Anchored by three dynamic narratives of Southerners who fled the "bottomland" to make their way North or West in pursuit of the American dream, Wilkerson is able to chart the differences of the treks depending on decade, city of origin and ultimate destination.
This is deep water: 15 years of research, with 1,200 interviews pared down to three representative stories. Wilkerson, a Pulitzer-prize-winning, former national correspondent for the New York Times and a professor of journalism at Boston University, has rendered the Great Migration through a trio of voices —symbolic portraits as intricately etched as heirloom cameos:
Ida Mae Gladney, a former sharecropper — never any good at picking cotton — who quietly left Mississippi in 1937 with her husband, son, daughter and another on the way for Chicago; George Starling, who fled Florida for Harlem in 1945 after noisily agitating for citrus pickers' rights and crisscrossed the nation on a web of rails as a passenger-train attendant; and surgeon Robert Joseph Pershing Foster, who departed Monroe, La., in 1953 to pursue his medical career in a place he'd seen only in movies — Los Angeles, a locale he hoped would be free of strictures or roadblocks. All three, their migration separated by different decades, were bent toward the same thing that Foster was seeking as he barreled across the dark blacktop, due west, toward Los Angeles, shedding the baggage of his name, his former place, his past: a blank slate.

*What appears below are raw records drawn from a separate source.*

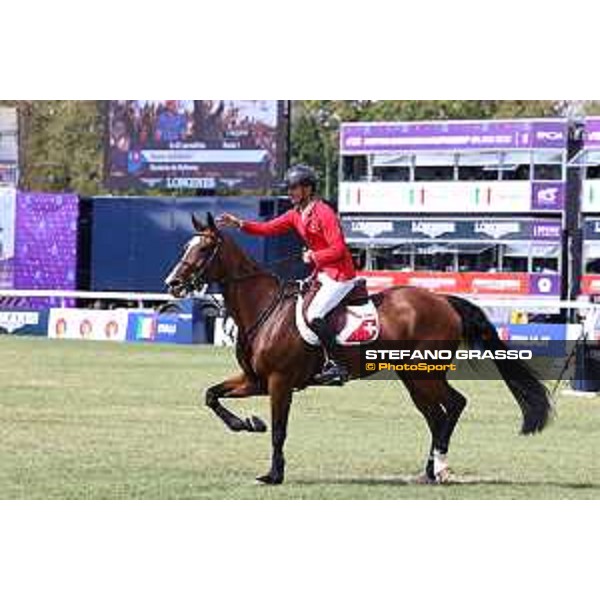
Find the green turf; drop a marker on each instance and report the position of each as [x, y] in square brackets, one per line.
[102, 420]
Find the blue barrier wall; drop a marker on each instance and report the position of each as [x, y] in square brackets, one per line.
[134, 242]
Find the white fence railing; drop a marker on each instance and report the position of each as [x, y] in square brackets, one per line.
[138, 297]
[512, 303]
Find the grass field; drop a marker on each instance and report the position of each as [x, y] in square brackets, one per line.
[100, 420]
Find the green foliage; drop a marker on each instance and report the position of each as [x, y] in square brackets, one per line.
[62, 145]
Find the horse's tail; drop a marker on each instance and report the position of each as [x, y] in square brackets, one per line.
[531, 394]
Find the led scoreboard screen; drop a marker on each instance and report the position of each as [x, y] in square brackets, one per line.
[195, 144]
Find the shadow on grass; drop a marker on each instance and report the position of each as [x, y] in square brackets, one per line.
[455, 481]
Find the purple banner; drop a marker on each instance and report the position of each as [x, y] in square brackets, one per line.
[479, 135]
[548, 195]
[546, 230]
[46, 243]
[591, 138]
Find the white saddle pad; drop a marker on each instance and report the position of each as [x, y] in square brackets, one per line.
[362, 325]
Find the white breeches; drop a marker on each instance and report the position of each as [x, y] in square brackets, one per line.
[330, 294]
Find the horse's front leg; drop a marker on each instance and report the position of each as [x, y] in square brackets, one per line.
[240, 386]
[280, 391]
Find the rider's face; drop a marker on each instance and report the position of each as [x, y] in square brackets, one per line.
[300, 193]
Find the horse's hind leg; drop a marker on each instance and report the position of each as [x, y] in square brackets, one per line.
[454, 404]
[239, 386]
[441, 407]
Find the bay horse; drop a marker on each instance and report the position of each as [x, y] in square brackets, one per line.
[275, 360]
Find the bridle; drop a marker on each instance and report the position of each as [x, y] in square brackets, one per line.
[197, 283]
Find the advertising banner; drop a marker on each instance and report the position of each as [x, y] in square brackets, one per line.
[7, 236]
[83, 324]
[147, 326]
[9, 147]
[394, 231]
[590, 285]
[24, 322]
[590, 196]
[591, 138]
[46, 243]
[448, 135]
[451, 197]
[469, 283]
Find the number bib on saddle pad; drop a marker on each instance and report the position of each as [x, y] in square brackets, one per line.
[355, 321]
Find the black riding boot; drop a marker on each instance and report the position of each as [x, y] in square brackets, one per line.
[332, 372]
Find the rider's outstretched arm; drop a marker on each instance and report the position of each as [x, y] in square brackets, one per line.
[275, 226]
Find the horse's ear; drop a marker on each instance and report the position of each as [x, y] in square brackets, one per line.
[211, 221]
[198, 225]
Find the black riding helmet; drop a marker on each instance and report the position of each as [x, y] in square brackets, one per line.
[301, 175]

The Promised Land was imperfect. Many uprooted blacks found something they could only call "the mirage of equality." Instead of "Colored Only" signs, Foster quickly learned that out West there were silent codes and whispered restrictive covenants. Instead of being denied a highball at a Penn Station pub, the bartender might simply smash your glass when you were through, recalls Starling.
The '60s brought riots and assassinations, the succeeding decades urban blight and violence, and though those golden cities didn't offer all they hoped for, not one of the migrants regretted pulling up stakes and taking a chance on "what if?" — all the while carrying the South in their hearts.
For many this book will flesh out an under-reported chapter of American history, which was Wilkerson's goal. However, for a certain generation of African Americans, this book will stir a sense of relief — that these stories and rituals that so many migrants attempted to hand-carry in the hopes that they might take root — have now been set down between two covers and in such dignified fashion.
Wilkerson has logged not just the dates and figures that make these stories fact and thus formal history, she's made indelible the fading music of these voices, the dance of their speech patterns, the intricate chemistry of folk cures and cornbread rendered from scratch. Beyond the family china or a great-grandmother's wedding ring, there was always the ambient fear that these stories were actually the most fragile pieces in the hope chest — the easiest to go missing. What she's done with these oral histories is stow memory in amber.
George is an L.A.-based journalist and an assistant professor of English and journalism at Loyola Marymount University.